Posted by | Apps, Facebook, Mark Zuckerberg, mental health, Mobile, Moment, MySpace, Pinterest, podcast, podcast transcript, screen time, smartphone addiction, Social, Startups, sunil rajaraman, TC, This is Your Life in Silicon Valley, tim kendall, Venture Capital | No Comments

Welcome to this week’s transcribed edition of This is Your Life in Silicon Valley. We’re running an experiment for Extra Crunch members that puts This is Your Life in Silicon Valley in words – so you can read from wherever you are.

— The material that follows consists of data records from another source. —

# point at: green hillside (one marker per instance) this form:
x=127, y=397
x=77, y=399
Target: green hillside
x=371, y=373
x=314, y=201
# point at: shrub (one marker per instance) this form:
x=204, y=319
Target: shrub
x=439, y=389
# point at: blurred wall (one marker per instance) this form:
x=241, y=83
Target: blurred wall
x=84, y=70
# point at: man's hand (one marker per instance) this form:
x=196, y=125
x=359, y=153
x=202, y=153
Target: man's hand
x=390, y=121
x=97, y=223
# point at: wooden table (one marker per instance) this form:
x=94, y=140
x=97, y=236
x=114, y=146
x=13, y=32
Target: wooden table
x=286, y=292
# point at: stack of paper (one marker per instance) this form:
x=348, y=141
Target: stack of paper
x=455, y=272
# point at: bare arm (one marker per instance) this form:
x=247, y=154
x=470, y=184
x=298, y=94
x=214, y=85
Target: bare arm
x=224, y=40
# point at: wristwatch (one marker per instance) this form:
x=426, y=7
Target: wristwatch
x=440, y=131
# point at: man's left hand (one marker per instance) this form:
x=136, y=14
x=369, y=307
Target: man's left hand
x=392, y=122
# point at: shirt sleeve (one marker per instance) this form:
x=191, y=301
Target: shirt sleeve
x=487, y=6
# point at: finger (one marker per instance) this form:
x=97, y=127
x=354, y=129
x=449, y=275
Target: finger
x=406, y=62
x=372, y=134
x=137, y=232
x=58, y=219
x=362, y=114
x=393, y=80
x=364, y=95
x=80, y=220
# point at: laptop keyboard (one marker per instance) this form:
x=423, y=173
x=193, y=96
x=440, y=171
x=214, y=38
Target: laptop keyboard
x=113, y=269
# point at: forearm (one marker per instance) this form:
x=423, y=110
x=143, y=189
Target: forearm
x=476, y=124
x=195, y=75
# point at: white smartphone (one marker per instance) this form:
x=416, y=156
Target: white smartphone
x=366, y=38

This is Your Life in Silicon Valley was originally started by Sunil Rajaraman and Jascha Kaykas-Wolff in 2018. Rajaraman is a serial entrepreneur and writer (Co-Founded Scripted.com, and is currently an EIR at Foundation Capital), Kaykas-Wolff is the current CMO at Mozilla and ran marketing at BitTorrent. Rajaraman and Kaykas-Wolff started the podcast after a series of blog posts that Sunil wrote for The Bold Italic went viral.

The goal of the podcast is to cover issues at the intersection of technology and culture – sharing a different perspective of life in the Bay Area. Their guests include entrepreneurs like Sam Lessin, journalists like Kara Swisher and politicians like Mayor Libby Schaaf and local business owners like David White of Flour + Water.

This week’s edition of This is Your Life in Silicon Valley features Tim Kendall, the former President of Pinterest and current CEO of Moment. Tim ran monetization at Facebook, and has very strong opinions on smartphone addiction and what it is doing to all of us. Tim is an architect of much of the modern social media monetization machinery, so you definitely do not want to miss his perspective on this important subject.

For access to the full transcription, become a member of Extra Crunch. Learn more and try it for free. 

Sunil Rajaraman: Welcome to season three of This is Your Life in Silicon Valley. A Podcast about the Bay Area, technology, and culture. I’m your host, Sunil Rajaraman and I’m joined by my cohost, Jascha Kaykas-Wolff.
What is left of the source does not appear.